New beekeepers need a mentor. Someone older (at least to beekeeping) and wiser when it comes to bees, methods of beekeeping, and timing. Because on one hand, beekeeping is easy. After all, if you offer bees a hive, they will move in and do what bees do naturally. But these new homeowners also need key things at key times from their caretakers. Like children do. You can’t leave a child generally untethered and expect a valedictorian to walk across the stage at 18 years old; likewise, you can’t install a colony of bees in April, go about your business, and expect 30 pounds of honey in September.

When I first started beekeeping, it felt like I’d become a worried new mom, responsible for thousands of little lives. Did they have enough to eat? Were they warm enough? Too hot? Were they safe from robber bees and skunks? Should I give them a night light, check on them at 2 am? I guess the term ‘raising bees’ is an appropriate one. It’s like raising children. I had millions of questions. Luckily, I also had Tim, my mentor.

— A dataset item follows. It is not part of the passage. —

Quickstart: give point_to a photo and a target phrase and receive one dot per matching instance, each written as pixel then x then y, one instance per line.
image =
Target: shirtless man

A beekeeper for more than 25 years, Tim was there when I installed my first hive on a chilly April morning 6 ½ years ago and he still willingly checks on the status of my colonies whenever I ask. We tweak equipment, find the queen, high five at the sight of a full honey super and support each other through mite infestations. He taught me to never, ever give up even when my colonies became totally unbalanced and queenless, teetering on self destruction. He taught me patience, taming the need to hover, my big human face staring at my bees through the inner cover. If they could talk, they’d be grumbling, “leave us alone, we can do this,” just like any independent-minded kid. Just enough hands on and just enough hands-off is a fine line to walk.

Because in reality, honeybees can’t do it alone. They have become, if not domesticated, then at least necessarily managed. More often and with greater intensity, bees are exposed to the activities of human living. The bottom line is that if we want to eat, we need pollinators. And if we want to keep pollinators alive and instrumental in pollinating our crops, we need to mitigate the negative effects of human behavior with some positive or protective measures.

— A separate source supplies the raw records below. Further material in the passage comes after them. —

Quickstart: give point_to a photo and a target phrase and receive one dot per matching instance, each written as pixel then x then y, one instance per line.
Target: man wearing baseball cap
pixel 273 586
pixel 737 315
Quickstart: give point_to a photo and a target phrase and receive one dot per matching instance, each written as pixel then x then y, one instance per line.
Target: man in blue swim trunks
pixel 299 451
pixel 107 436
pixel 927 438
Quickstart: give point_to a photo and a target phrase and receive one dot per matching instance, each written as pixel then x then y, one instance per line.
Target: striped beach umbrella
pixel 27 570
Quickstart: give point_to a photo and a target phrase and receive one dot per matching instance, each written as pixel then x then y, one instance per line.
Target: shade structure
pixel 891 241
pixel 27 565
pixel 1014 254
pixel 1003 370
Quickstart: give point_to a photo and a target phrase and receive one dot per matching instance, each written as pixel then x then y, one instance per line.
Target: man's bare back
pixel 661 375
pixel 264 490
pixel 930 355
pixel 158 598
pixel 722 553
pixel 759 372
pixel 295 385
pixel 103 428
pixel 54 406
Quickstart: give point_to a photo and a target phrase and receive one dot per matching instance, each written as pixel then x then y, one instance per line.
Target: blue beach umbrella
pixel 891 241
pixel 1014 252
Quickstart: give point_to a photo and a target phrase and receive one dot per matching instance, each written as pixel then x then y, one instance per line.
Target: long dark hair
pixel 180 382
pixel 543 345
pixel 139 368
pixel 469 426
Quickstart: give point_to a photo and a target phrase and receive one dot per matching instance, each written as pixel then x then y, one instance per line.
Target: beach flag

New beekeepers can’t do it alone either. If you’re considering keeping bees, make sure you have a mentor, whether it’s in the form of an internet forum, a book, or a real human. I vote for real humans; the others are supplemental. And then, as a real human with real beekeeping experience, you can pass it on when the time comes. There’s a fledgling beekeeping group at Connecticut College that needs a mentor and I’m stepping up. Of course, the biology teacher in me loves this, nerd that I am, and big fan of young adults in general. Like Tim, I will coax out the answers to their millions of questions by asking my own. I’ll be right there with them when they go into the hives, interpreting what we see. I’ll help them learn that elusive menagerie of skills called patience, trust, and resilience. Their bees will be ok, through storms and swarms and summer droughts. And if a colony dies, they’ll learn to begin again. Just as nature does.